Step 4: Model Invocation
model = current_app.whisper_model
if model is None:
return jsonify({"error": "Transcription service unavailable"}), 503
result = model.transcribe(audio=data, language='en', fp16=False)
return jsonify({
"transcription": result["text"],
"segments": result["segments"]
})
The finally block ensures the temporary upload file is deleted even if transcription fails:
finally:
try:
if os.path.exists(save_path):
os.remove(save_path)
except Exception as cleanup_error:
current_app.logger.warning(f"Failed to cleanup: {cleanup_error}")
The Memory Spike You Need to Plan For
For a 5-minute stereo recording at 48kHz/16-bit:
| Step | Array Shape | Dtype | Memory |
|---|---|---|---|
| Raw read | (14,400,000, 2) | int16 | ~55 MB |
After .mean(axis=1) | (14,400,000,) | float64 | ~110 MB |
After .astype(float32) | (14,400,000,) | float32 | ~55 MB |
After resample() | (4,800,000,) | float64 | ~37 MB |
The spike at the mean step is the one that bites: NumPy’s mean() on an int16 array returns float64 by default (to avoid overflow during summation). A 55MB int16 array becomes a 110MB float64 array. For a 500MB media file, this spike reaches 1GB. Combined with the FFT buffers that resample() allocates internally, peak memory for the audio pipeline can reach 3-4x the input file size.
This is why Gunicorn is configured with only 4 workers: each worker may consume up to 2GB during audio processing, and the server needs headroom for the Whisper model itself (~1.5GB for the “medium” model loaded at startup). The --timeout 600 flag accommodates both model loading (30-60 seconds cold start) and long transcription jobs.
Whisper’s preload_app option in Gunicorn (not currently used in STORM DAT) could share the model across workers via copy-on-write memory in forked processes — reducing total memory from 6GB (4 copies) to ~1.5GB (1 shared copy). The tradeoff is incompatibility with some debugging and reload workflows.

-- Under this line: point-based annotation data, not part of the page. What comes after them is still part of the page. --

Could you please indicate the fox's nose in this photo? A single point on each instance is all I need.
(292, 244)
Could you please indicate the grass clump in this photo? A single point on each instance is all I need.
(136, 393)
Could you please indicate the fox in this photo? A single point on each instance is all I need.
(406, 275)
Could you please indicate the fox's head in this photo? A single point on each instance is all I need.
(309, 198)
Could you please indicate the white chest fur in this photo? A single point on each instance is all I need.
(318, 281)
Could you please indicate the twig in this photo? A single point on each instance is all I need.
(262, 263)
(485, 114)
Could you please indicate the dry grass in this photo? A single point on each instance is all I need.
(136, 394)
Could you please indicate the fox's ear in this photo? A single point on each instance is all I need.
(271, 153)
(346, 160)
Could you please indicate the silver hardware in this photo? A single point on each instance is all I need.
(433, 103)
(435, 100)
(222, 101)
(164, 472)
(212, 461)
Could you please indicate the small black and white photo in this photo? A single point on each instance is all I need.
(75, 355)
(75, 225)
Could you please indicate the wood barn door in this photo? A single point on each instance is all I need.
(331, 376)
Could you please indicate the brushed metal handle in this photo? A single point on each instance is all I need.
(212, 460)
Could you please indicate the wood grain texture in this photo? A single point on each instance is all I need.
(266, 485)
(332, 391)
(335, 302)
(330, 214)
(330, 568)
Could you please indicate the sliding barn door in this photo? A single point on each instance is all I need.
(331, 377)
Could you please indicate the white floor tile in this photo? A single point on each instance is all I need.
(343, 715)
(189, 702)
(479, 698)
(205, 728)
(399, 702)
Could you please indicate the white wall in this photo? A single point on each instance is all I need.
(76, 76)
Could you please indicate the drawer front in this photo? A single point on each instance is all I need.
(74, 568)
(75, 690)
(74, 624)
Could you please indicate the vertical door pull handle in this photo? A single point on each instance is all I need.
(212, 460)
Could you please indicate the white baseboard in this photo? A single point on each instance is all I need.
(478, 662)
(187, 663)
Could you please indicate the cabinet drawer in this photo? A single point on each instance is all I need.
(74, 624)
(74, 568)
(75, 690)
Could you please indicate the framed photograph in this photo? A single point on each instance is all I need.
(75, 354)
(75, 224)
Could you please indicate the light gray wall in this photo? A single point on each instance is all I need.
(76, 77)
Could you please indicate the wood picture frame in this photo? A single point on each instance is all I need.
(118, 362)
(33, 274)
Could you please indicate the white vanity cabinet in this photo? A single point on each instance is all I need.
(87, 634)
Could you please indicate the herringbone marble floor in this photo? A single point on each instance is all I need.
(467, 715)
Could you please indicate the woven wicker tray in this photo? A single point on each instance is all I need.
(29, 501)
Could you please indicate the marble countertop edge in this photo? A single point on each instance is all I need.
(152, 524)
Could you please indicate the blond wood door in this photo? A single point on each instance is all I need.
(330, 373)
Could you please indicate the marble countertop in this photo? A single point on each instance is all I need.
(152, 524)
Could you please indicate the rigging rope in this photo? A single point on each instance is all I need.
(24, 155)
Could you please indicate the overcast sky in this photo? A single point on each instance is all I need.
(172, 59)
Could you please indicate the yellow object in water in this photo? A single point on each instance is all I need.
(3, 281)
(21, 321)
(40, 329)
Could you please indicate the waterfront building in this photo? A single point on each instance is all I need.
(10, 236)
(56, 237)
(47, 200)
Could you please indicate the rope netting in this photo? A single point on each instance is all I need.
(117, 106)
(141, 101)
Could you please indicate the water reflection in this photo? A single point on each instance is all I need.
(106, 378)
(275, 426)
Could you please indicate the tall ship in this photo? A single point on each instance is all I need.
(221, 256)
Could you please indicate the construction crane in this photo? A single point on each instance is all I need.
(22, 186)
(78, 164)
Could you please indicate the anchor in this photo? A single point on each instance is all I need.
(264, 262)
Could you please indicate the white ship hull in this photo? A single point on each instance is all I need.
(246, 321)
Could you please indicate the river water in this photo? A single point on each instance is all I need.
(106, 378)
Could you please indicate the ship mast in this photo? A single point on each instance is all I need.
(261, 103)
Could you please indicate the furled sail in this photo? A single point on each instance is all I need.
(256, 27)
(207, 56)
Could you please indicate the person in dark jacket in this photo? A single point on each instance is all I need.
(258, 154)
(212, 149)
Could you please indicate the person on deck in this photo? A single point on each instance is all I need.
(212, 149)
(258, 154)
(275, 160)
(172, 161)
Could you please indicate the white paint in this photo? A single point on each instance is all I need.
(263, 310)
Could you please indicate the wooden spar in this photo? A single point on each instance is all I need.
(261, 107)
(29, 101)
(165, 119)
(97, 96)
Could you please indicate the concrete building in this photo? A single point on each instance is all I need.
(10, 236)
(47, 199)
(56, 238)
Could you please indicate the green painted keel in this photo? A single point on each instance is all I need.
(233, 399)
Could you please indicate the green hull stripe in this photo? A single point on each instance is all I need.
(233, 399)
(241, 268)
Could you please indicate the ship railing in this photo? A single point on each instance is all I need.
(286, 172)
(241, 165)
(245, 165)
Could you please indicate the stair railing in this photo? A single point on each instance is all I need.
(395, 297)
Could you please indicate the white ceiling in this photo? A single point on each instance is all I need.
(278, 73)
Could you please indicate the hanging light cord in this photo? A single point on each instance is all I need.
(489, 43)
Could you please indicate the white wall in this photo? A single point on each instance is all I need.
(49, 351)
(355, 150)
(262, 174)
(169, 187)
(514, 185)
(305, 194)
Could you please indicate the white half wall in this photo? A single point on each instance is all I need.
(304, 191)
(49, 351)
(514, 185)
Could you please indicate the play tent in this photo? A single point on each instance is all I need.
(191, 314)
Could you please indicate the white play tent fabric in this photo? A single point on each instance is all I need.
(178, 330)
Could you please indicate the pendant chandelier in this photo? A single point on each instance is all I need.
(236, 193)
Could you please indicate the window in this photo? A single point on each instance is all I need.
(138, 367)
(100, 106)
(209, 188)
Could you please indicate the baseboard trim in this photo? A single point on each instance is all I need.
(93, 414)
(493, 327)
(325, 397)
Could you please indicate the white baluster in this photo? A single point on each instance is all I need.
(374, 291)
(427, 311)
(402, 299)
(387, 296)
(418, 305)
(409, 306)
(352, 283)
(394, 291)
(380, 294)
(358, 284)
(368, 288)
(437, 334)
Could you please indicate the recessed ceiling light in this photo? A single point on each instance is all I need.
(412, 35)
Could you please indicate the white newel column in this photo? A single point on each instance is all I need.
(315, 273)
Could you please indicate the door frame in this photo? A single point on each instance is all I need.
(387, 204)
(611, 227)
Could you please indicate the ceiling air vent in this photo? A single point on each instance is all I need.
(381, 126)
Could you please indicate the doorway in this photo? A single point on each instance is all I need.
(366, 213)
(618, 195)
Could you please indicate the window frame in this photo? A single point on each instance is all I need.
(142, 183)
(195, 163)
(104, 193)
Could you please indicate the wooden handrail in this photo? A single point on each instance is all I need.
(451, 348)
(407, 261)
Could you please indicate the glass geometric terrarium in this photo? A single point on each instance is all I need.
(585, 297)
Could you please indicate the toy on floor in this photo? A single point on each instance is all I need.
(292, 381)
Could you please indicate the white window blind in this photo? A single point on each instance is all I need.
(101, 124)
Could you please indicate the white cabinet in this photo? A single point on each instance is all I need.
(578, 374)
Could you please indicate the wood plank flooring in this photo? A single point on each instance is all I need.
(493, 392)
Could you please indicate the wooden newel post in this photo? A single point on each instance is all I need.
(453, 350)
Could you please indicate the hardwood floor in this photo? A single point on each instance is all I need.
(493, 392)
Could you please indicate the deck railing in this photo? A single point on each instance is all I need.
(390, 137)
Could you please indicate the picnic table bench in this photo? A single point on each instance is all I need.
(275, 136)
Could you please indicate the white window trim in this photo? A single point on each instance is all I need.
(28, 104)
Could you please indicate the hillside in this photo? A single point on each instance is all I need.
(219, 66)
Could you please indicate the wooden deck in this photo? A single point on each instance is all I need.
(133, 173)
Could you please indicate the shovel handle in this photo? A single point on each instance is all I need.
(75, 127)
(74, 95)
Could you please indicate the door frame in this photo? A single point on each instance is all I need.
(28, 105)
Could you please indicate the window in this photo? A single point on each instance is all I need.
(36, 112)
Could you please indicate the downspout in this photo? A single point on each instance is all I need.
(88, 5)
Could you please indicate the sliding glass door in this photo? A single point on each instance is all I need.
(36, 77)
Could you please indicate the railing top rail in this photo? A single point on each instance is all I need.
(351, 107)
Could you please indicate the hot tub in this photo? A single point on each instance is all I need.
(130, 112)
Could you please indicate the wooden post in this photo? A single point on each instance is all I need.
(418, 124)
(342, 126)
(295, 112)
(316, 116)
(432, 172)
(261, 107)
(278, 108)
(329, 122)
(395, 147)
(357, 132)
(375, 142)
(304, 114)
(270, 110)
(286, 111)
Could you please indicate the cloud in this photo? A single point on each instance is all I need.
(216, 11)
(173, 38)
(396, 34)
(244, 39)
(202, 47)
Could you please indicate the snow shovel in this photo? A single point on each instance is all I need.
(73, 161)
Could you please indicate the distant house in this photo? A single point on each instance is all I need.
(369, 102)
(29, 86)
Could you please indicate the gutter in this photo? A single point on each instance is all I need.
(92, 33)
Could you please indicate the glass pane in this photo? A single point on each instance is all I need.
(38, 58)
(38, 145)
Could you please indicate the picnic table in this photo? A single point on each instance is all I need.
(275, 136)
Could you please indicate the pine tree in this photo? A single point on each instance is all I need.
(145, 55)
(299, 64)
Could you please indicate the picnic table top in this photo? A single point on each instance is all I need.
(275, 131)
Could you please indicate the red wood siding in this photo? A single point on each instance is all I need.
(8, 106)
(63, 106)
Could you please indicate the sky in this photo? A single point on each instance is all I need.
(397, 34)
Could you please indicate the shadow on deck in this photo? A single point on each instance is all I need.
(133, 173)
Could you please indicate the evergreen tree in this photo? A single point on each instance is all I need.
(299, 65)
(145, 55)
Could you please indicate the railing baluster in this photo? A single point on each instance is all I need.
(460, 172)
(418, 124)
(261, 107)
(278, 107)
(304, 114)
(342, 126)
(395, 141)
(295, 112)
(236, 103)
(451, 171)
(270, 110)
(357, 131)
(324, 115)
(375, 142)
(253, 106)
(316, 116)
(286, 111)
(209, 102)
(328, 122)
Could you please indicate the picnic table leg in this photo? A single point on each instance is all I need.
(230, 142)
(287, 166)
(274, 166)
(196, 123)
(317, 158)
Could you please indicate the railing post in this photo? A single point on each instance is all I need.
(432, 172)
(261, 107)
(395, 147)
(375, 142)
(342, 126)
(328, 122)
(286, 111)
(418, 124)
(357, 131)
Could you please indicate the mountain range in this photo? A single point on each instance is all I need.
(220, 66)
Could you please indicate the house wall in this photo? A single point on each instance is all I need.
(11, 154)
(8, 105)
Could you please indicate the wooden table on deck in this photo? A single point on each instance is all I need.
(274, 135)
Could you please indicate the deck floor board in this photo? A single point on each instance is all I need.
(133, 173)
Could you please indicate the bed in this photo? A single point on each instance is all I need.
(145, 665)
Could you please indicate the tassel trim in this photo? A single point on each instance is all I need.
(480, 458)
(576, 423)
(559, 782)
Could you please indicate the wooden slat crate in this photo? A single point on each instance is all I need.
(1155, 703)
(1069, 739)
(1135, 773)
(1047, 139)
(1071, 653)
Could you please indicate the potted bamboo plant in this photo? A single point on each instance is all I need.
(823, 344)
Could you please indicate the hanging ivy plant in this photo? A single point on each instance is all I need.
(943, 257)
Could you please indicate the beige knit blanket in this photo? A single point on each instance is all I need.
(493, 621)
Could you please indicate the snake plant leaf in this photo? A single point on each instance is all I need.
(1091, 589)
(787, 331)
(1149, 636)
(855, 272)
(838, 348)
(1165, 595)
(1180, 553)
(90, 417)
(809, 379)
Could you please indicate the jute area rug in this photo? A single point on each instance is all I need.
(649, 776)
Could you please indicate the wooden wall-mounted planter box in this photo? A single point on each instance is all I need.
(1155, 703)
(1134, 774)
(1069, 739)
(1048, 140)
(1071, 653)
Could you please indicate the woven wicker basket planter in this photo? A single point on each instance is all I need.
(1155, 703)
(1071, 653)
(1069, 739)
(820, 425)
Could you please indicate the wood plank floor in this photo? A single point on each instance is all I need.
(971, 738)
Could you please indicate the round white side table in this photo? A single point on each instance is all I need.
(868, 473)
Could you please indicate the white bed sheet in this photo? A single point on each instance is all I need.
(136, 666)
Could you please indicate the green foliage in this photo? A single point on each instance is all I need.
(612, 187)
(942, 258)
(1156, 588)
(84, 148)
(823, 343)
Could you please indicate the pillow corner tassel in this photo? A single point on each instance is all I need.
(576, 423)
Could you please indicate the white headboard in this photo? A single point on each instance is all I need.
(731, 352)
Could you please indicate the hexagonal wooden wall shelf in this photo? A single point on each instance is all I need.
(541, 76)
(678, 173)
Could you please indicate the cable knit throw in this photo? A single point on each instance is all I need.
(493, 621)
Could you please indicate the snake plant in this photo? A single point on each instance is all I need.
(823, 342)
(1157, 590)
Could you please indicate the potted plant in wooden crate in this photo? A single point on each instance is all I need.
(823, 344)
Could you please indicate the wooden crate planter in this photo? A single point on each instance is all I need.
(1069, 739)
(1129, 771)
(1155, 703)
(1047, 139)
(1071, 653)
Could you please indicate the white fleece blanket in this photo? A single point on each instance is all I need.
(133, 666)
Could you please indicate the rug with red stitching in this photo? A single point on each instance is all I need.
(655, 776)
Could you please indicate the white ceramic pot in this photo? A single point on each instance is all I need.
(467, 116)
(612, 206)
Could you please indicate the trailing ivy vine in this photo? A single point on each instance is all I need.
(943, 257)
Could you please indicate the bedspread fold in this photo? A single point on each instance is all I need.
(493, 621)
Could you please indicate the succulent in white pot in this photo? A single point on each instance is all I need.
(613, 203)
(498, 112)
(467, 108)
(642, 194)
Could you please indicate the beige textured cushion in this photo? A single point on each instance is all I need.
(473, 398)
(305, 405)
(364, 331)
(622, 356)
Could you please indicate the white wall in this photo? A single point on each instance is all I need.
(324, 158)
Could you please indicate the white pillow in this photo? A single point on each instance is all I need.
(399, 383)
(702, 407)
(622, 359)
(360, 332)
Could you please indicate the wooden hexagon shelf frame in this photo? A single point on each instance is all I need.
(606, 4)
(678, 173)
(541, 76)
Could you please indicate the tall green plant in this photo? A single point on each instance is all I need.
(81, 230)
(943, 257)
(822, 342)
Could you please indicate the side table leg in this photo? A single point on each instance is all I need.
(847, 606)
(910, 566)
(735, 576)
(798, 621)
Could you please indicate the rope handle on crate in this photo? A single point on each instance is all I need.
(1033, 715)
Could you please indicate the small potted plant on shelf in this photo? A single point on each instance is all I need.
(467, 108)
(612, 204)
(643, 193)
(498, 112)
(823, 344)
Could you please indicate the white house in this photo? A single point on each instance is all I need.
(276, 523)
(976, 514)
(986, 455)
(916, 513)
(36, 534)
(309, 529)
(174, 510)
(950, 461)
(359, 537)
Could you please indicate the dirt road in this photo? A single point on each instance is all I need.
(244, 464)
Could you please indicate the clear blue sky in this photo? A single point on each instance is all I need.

What Both Engines Have in Common
The unifying skill is structural transformation with invariant preservation:
Capture state before mutation. Both algorithms snapshot the original properties before modifying anything — font name and size for runs, sample rate and dtype for audio. This “capture-transform-apply” pattern ensures no information is lost during the transformation.
Rebuild, don’t patch. The run-splitting algorithm doesn’t try to modify a run in place — it rebuilds the paragraph’s run sequence. The audio pipeline doesn’t try to modify int16 samples in place — it creates a new float32 array. Rebuilding is more memory-expensive but eliminates an entire class of partial-mutation bugs.
Clean up unconditionally. Both engines use cleanup mechanisms that execute regardless of success or failure. Leaked resources — orphaned XML elements, abandoned temporary files — are treated as bugs, not acceptable edge cases.
Understand your library’s internal model. The run-splitting algorithm works because I understood that python-docx runs are backed by lxml elements, and that para.add_run() appends to the XML tree. The audio pipeline works because I understood that NumPy’s mean() upcasts to float64 and that SciPy’s resample uses FFT internally. Surface-level API knowledge isn’t enough for this kind of work.